Novitz suggests that by considering an object art, we grant it a certain kind of privilege. The status of art functions as a legitimizing force that works in two directions. On one hand, traditional and established pieces and art forms reinforce the existing set of cultural values. On the other, subversive pieces and forms that are successful in attaining artistic status can grant legitimacy to ideas and values that have previously been marginalized. People who make or talk about art are generally aware of this tension in one way or another. It is common among artists to have conversations about how a given piece subverts or conforms to standards, and what implications that has on art and culture. Artists themselves are often keenly aware of the cultural work that their art performs and make this an explicit focus of their pieces. 

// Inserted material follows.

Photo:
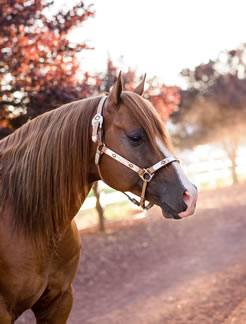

A common refrain from Kaepernick’s critics is that politics don’t belong in sports, that sports are a place where we can relax and tune out from the world. This attitude is clearly harmful to people like Kaepernick who are politically active and don’t have much power compared to the NFL as an institution. It prevents people involved in sports from being critical of either sports institutions or broader society. Narrativized sport has empowered athletes and journalists to be vocal about these issues and many have taken advantage of it. This is where art comes in: If athletes and journalists internalize their roles as performers and storytellers respectively, they can claim a certain agency. In the same way artists’ values are reflected in their art, what if athletes and journalists saw themselves as reflecting the same values in their dedication to their sport as they do when speaking out against injustice? In the same way an artist who sells out, panders or otherwise compromises their values isn’t taken seriously, what if an athlete or journalist who maintains the integrity of their values both on and off the field is commended? An artistic approach to sport humanizes athletes by encouraging them to untether themselves from the interests of those in power. It allows those involved in sport to be active participants in shaping the structures that they are a part of, so that fixing issues like CTE and violence among athletes becomes within the scope of the average athlete or journalist and not left at the mercy of faceless institutions. This reorientation will have to come from the ground up. Athletes and journalists must be willing to break from the views of owners, leagues and news networks and be vocal critics of the world around them. Perhaps if we consider sports art — and athletes and journalists artists — they can grant themselves a sense of legitimacy that hasn’t been afforded to them by the “keep politics out of sports” crowd. At the very least we can recognize that sports’ increasing similarities to art has empowered athletes and journalists. And if an artistic ethos can be beneficial to those in the sports world, maybe the rest of us can see where in our own lives we can be artists, where we can see ourselves as legitimate and empowered actors.